Literary Twitter Memes

Twitter memes are catching on like crazy. People love to do things like “Follow Friday,” where on Fridays you start following new people and you tweet about it. (Note: please don’t follow me just because it’s Friday. Follow me because you can’t bear to go another day without reading my random brain farts.)

I’m thinking we need to up the ante a bit. How about literary Twitter memes? Days of the week in which you tweet in the style of a famous writer!

For example we could have Martin Amis Mondays, where you take inordinate pleasure in using obscure and arcane vocabulary.

Benthamitically rethinking Twitter's pareidolia. Vermiculating toward recrudescent blog seems dotardic yet agonismically ablutious. FTW!

Or how about Shakespeare Saturdays, when all your tweets are in iambic pantameter?

To cook this night requires oneself to shop. But nay the call of Pizza Hut is nigh!

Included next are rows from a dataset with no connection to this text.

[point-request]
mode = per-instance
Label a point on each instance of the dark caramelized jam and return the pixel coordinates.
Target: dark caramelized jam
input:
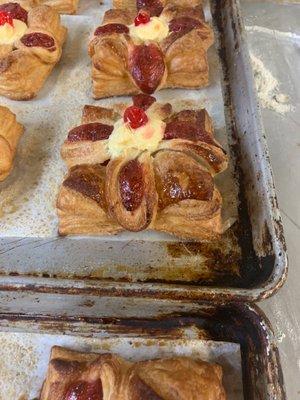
(131, 184)
(93, 131)
(89, 181)
(83, 390)
(38, 39)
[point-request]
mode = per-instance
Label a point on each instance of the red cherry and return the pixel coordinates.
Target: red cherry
(143, 17)
(6, 18)
(135, 116)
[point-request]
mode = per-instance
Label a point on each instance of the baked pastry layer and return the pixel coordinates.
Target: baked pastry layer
(61, 6)
(81, 376)
(158, 175)
(10, 133)
(154, 6)
(28, 55)
(169, 51)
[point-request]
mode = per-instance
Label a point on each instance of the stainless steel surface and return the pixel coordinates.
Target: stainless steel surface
(242, 324)
(273, 33)
(185, 270)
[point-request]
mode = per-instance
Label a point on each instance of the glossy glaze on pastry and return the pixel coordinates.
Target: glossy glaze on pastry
(10, 133)
(30, 45)
(142, 167)
(133, 53)
(90, 376)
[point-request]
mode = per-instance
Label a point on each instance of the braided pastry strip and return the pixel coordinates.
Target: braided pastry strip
(120, 66)
(86, 376)
(10, 133)
(26, 63)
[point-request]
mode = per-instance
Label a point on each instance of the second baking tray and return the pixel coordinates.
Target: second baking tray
(238, 337)
(249, 266)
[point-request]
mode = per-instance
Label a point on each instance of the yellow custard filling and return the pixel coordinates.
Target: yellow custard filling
(156, 30)
(146, 137)
(10, 34)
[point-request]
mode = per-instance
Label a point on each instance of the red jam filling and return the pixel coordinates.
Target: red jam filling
(143, 17)
(85, 391)
(38, 39)
(6, 18)
(135, 116)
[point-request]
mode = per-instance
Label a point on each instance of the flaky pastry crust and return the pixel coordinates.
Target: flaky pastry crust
(170, 189)
(10, 133)
(61, 6)
(154, 6)
(109, 377)
(26, 63)
(120, 66)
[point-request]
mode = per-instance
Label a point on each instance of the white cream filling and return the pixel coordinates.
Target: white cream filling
(124, 139)
(156, 30)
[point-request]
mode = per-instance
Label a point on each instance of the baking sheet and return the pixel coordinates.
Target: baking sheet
(24, 358)
(28, 196)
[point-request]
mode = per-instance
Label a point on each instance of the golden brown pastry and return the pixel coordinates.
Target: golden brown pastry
(10, 133)
(62, 6)
(155, 7)
(142, 53)
(30, 46)
(82, 376)
(142, 167)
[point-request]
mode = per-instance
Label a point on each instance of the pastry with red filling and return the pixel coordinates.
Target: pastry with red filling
(141, 53)
(31, 41)
(142, 167)
(10, 133)
(91, 376)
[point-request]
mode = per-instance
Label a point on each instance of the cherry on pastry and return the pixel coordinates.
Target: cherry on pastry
(6, 18)
(135, 116)
(143, 17)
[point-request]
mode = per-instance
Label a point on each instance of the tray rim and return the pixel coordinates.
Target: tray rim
(263, 376)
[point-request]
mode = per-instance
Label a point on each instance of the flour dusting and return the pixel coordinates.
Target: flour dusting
(268, 88)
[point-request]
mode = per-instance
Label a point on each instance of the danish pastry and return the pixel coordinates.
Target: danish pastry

Or we could keep it simple with Hemingway Wednesdays, when you use short, declarative sentences, and every word is pure and true.

She gave me a pie. The pie was good.

Woo hoo! Twitter for people who like to read!


A few days ago I was in a St. Hubert chicken rotisserie restaurant (don’t ask). I spotted this highly ambiguous pictogram on the wall:


Here’s my explication:


Or, if you prefer, how about this dramatic interpretation:

FEMALE: “It’s over! I’m leaving you for the guy in the wheelchair.”

MALE: “No! I’m leaving you for the guy in the wheelchair!

Got a better idea? Leave it in the comments!

Design Flaw

Now that the U.S. election is over, we have at least three or four weeks before the campaigning for 2012 begins. Let’s use this time to discuss some of the real issues that affect our daily lives.

For example, while mowing through some Hallowe’en candy recently, I was reminded of a design flaw inherent in the move towards hollow plastic lollipop sticks. This shift away from tightly rolled paper has been going on for some time, but the endless campaigning has distracted me from it.

The flaw is simply this: the plastic sticks are hollow, which prevents you from achieving proper suction while consuming your lollipop. Oh, the first few minutes are usually good, but as soon as the lollipop shrinks to the point of exposing the end of the stick, your vacuum is over.

The state of the plastic lollypop stick, circa 2008.

If you’re lucky, you can suck the lollipop down to a nub before this happens. Sometimes however, depending on the depth and angle of the stick, it happens right away, which can ruin your whole afternoon.

It is difficult to fully convey how annoying this is. You’re sitting there, blissfully enjoying your lemon or strawberry lollipop, and then sshhhhhhhhhh! The seal is broken and you’re sucking in cold dirty air. From then on, you can’t get any action from your lollipop, it just dangles there, making loud and sloppy whistling noises as you inevitably keep trying to get some proper lollipoppage. It’s a reflex left over from infancy; give a three-month old a pierced rubber nipple with no bottle attached, and see how quickly he gets pissed off from sucking in air. Yet he keeps on trying.

As a workaround, I recommend rolling a small sliver of paper, wetting it, and inserting it into the bottom of the hollow stick to block the air flow. Duck tape works too. However, what I really want is for the lollipop manufacturers to wake up to this flaw; to realize how the hollow stick spoils the lollipop experience.

Not that I want to go back to paper, which is prone to sogginess at the critical juncture where the stick meets the ball of tasty goodness. But what about designing a stick that is sectioned, like a pole of bamboo? While you’re at it, add a bit of texture so you don’t have to dig out that little divet in order to make the ball grip the stick.

Hire me. I’m an independent lollipop consultant. My rates are reasonable.


Every day brings a new story. Today’s story is a mystery that begins around lunch time when I pull my face away from my duties and gaze out the window. I see that a purplish-red drop has slithered and dried on the outside surface of the glass.

I’m on the fourth floor of a five storey building whose windows do not open. So what is this drop and how did it get there? It looks like it could be from a slopped glass of Australian merlot, which sounds nice but there is no explanation for how such a glop of grapey goodness could have arrived here, a good 40 feet off the ground.


What other explanations could there be? A diarrhetic gull, cramped after gorging on cranberries and plums?


A window cleaner caught in a gust of wind while noshing his peanut butter and Welch’s grape jelly sandwich?


I’m stumped. And tonight’s rain will wash the mystery away. But in case this becomes a murder mystery, at least I’ve captured some of the evidence.